Morgan Stanley was at the receiving end of an analyst downgrade, a day after forecast-beating results that sent the stock soaring.
Citigroup cut Morgan Stanley
to neutral from buy, though it maintained a $100 price target, in a note to clients late Tuesday.
The Wall Street bank on Tuesday reported an adjusted profit that fell to $1.26 per share, but still beat forecasts. Revenue fell to $12.75 billion, surpassing estimates of $12.54 billion for the fourth quarter. The stock closed the day up nearly 6% to $97.08.
A team of Citi analysts led by Keith Horowitz attributed the stock rally to negative sentiment heading into those results, and positive commentary from the bank on net interest income prospects for the first quarter.

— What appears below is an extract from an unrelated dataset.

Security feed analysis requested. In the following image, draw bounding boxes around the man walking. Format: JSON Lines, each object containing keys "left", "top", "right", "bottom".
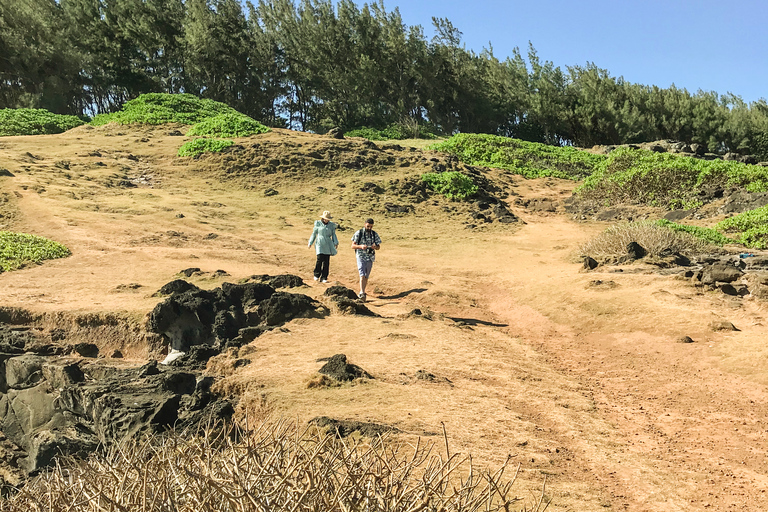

But they warned that banks face a “fundamentally challenging” 2023 due to compression in net interest margin (NIM) — how much the bank is earning on loan interest versus the interest it’s paying on deposits — and potential credit worries.
Morgan Stanley, they say, is “among the best positioned” due to its strong wealth managemenet growth engine, low credit risk and positive optionality on investment bank revenues. That could lead to positive earnings per share revisions for Morgan Stanley versus negative one for its rivals.
“However, this is not lost on the market, and we believe it’s hard to make the case for significant multiple expansion from here,” said Horowitz, who said the downgrade is valuation based.